The lawsuit covers over two million multiple-entry visa applicants who overpaid the Canadian government, some by as much as $55 per application between 2009 and 2015, according to the lawsuit.
Under the Financial Administration Act, the government cannot charge service fees in excess of the actual cost of providing a service. VFS was not named in the lawsuit.
According to a statement of defence, lawyers for the attorney general of Canada are seeking to have the case dismissed, citing a six-year limitation period on when claims can be made and denying that fees paid exceeded the cost of the services provided.
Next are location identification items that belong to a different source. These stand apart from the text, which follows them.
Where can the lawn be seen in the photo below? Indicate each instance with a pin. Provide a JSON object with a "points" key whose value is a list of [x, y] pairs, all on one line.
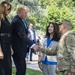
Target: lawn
{"points": [[29, 72]]}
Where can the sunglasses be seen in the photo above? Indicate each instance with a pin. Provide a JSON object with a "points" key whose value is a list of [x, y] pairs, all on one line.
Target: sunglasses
{"points": [[9, 9]]}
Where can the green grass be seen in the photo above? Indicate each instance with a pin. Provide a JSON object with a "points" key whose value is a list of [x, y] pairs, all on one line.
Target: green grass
{"points": [[30, 72]]}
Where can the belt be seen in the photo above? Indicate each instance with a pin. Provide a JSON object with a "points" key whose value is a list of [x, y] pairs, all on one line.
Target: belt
{"points": [[5, 34]]}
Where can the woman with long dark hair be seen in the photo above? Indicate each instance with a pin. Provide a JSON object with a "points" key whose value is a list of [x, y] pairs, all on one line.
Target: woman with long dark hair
{"points": [[46, 62]]}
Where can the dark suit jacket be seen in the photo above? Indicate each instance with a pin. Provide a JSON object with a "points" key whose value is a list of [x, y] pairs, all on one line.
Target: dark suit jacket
{"points": [[19, 35]]}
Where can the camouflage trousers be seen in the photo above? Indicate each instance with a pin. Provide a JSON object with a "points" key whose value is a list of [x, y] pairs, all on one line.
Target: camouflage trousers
{"points": [[66, 73]]}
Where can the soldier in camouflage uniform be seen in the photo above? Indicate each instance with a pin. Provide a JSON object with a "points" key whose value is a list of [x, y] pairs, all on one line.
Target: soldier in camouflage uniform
{"points": [[66, 50]]}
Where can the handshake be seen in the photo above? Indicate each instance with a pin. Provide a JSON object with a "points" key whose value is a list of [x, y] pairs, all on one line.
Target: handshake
{"points": [[48, 51]]}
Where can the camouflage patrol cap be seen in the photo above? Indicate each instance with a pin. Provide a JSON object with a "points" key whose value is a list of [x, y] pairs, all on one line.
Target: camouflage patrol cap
{"points": [[67, 22]]}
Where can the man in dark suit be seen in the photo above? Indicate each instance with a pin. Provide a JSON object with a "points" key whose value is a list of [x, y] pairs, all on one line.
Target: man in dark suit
{"points": [[20, 40]]}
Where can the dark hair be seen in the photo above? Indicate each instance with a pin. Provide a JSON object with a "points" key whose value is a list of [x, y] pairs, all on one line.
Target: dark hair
{"points": [[56, 31]]}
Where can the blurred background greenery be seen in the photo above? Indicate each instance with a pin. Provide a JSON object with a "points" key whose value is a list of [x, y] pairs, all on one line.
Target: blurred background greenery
{"points": [[44, 11]]}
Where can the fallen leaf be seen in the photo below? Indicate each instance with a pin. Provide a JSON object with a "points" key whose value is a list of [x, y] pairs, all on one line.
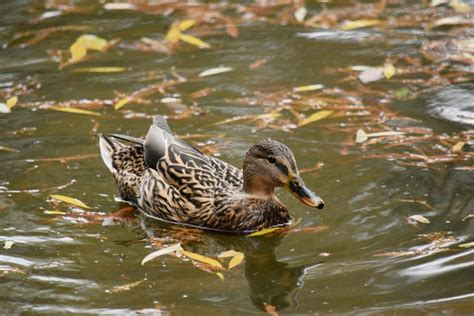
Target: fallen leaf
{"points": [[228, 254], [419, 219], [9, 149], [270, 309], [356, 24], [201, 258], [73, 110], [126, 287], [186, 24], [389, 71], [100, 69], [236, 260], [362, 136], [371, 74], [120, 103], [11, 102], [78, 52], [308, 88], [69, 200], [263, 232], [457, 148], [161, 252], [194, 41], [215, 71], [119, 6], [300, 14], [92, 42], [319, 115], [54, 212]]}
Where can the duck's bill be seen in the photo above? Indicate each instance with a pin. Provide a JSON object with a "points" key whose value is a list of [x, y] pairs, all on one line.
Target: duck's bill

Avvy Go, director of the Chinese and Southeast Asian Legal Clinic in Toronto, has had several clients who have used VFS Global Services.
“(Canada) should be doing it in-house so that there will be proper oversight and protection of the private information that these individuals hold,” she said.
“I didn’t even know that the company was part of a privacy breach until you told me about it and that’s very problematic.”
Other foreign nationals who spoke with Global News said that while they didn’t have a negative experience with VFS, they were concerned about how the outsourcing of visa applications works.
“Data is the most valuable commodity right now,” said Edwin Dioso, who is from the Philippines and currently living and working in the United States. “Usually, we would rely on the strong arm of the government to protect our data. But if it’s a third party, it’s a private company, then I’m not so sure.
“Visa application work is the last thing governments should outsource.”
According to documents obtained by Finance Uncovered – a U.K.-based investigative news agency – VFS holding company accounts filed in Luxembourg show that revenues increased 60 per cent between 2016 and 2018.
The company reports that its growth has been driven by “higher value added service revenues,” meaning more applicants buying expensive premium services, which lawyers say have led to the “commercialization of life decisions.”
The company has also been accused of pressuring visa applicants into buying “premium” services – like a VIP-style waiting lounge – that they often don’t need and can’t afford, according to Finance Uncovered. For applicants looking to come to Canada from the Philippines, the premium lounge costs C$69.76, for example.
According to a VFS spokesperson, these premium services were created “in response to customer demand for greater accessibility, personalization, and convenience in visa services,” and are clearly identified as optional to customers.
While other countries receive a portion of revenues from VFS Global, Canada does not. Canada’s contract with VFS is set to expire on Oct. 31, 2023, but can be extended.